Pumpjack Pub
- Interactive map of Pumpjack Pub
- Address: 1167 Davie Street
- Location: Vancouver, British Columbia, Canada
- Coordinates: 49°16′54″N 123°07′56″W﻿ / ﻿49.28164316913515°N 123.13215094633733°W
- Type: Gay bar

Website
- pumpjackpub.com

= Pumpjack Pub =

Gay bar in Vancouver, Canada

Pumpjack Pub is a gay bar in Vancouver's Davie Village neighborhood, in British Columbia, Canada.

==Description and history==
The bar opened in December 2000, and caters to the bear and leather subcultures. Steve Bauer and Vince Marino are co-owners, as of 2006. Marino describes Pumpjack as a "community bar".

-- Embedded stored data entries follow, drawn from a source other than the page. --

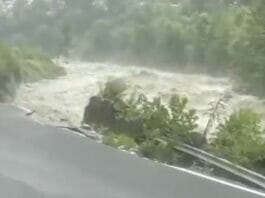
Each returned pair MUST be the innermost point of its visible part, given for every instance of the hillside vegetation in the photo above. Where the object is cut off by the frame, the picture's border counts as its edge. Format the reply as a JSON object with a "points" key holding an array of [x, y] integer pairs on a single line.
{"points": [[154, 128], [23, 65]]}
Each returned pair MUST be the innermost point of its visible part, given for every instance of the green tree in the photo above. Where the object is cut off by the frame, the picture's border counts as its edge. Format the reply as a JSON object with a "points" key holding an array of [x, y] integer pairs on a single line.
{"points": [[240, 138]]}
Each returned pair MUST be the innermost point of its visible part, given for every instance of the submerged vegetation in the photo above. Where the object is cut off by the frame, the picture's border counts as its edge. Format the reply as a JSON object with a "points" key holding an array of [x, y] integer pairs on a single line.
{"points": [[23, 65], [154, 128]]}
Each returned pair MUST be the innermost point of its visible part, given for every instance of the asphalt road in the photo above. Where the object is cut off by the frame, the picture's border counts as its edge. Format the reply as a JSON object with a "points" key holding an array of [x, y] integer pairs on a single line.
{"points": [[39, 161]]}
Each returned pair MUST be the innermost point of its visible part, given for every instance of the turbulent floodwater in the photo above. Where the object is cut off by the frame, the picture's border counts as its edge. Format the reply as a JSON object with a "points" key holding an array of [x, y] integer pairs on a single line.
{"points": [[62, 101]]}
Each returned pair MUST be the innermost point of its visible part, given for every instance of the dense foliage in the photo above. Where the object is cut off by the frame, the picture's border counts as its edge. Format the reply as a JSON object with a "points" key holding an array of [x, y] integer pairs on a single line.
{"points": [[207, 35], [240, 139], [165, 124]]}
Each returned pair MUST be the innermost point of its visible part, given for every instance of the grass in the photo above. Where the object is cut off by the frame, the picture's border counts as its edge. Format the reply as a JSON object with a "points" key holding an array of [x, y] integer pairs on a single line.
{"points": [[23, 65]]}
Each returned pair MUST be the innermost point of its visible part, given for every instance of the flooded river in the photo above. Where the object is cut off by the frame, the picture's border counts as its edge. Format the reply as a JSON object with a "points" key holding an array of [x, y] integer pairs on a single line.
{"points": [[61, 101]]}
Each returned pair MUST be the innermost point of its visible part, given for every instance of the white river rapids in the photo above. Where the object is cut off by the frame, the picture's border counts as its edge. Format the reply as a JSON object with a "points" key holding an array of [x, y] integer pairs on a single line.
{"points": [[62, 101]]}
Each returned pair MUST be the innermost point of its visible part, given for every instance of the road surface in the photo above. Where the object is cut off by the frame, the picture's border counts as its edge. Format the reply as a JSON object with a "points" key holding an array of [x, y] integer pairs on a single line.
{"points": [[38, 161]]}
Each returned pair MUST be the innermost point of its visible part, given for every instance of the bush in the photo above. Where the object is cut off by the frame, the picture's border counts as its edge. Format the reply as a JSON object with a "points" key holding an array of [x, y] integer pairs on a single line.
{"points": [[17, 65], [119, 140], [240, 139]]}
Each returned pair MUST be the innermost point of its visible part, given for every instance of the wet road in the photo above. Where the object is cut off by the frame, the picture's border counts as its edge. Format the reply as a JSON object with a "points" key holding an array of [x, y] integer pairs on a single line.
{"points": [[42, 161]]}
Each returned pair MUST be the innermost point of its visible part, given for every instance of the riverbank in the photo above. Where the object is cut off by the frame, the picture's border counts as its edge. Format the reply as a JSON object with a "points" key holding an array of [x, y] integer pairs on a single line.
{"points": [[62, 101], [23, 65]]}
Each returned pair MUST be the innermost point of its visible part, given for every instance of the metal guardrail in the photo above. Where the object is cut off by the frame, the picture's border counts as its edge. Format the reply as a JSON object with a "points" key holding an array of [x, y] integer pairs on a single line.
{"points": [[226, 165]]}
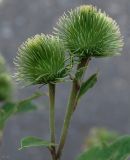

By mid 2006, Pumpjack had raised approximately $185,000 for various causes, including more than $30,000 for HIV/AIDS organizations. The pub underwent renovations for nine months, re-opening in mid 2014 and doubling its capacity from 107 to 244 seats. The expansion was part of the West End Community Plan, which seeks to "enhance Davie Village's distinctive character as a hub for the LGBTQ community through the use of colour and lighting, and as a space for nightlife, celebration, events, gathering and community programming".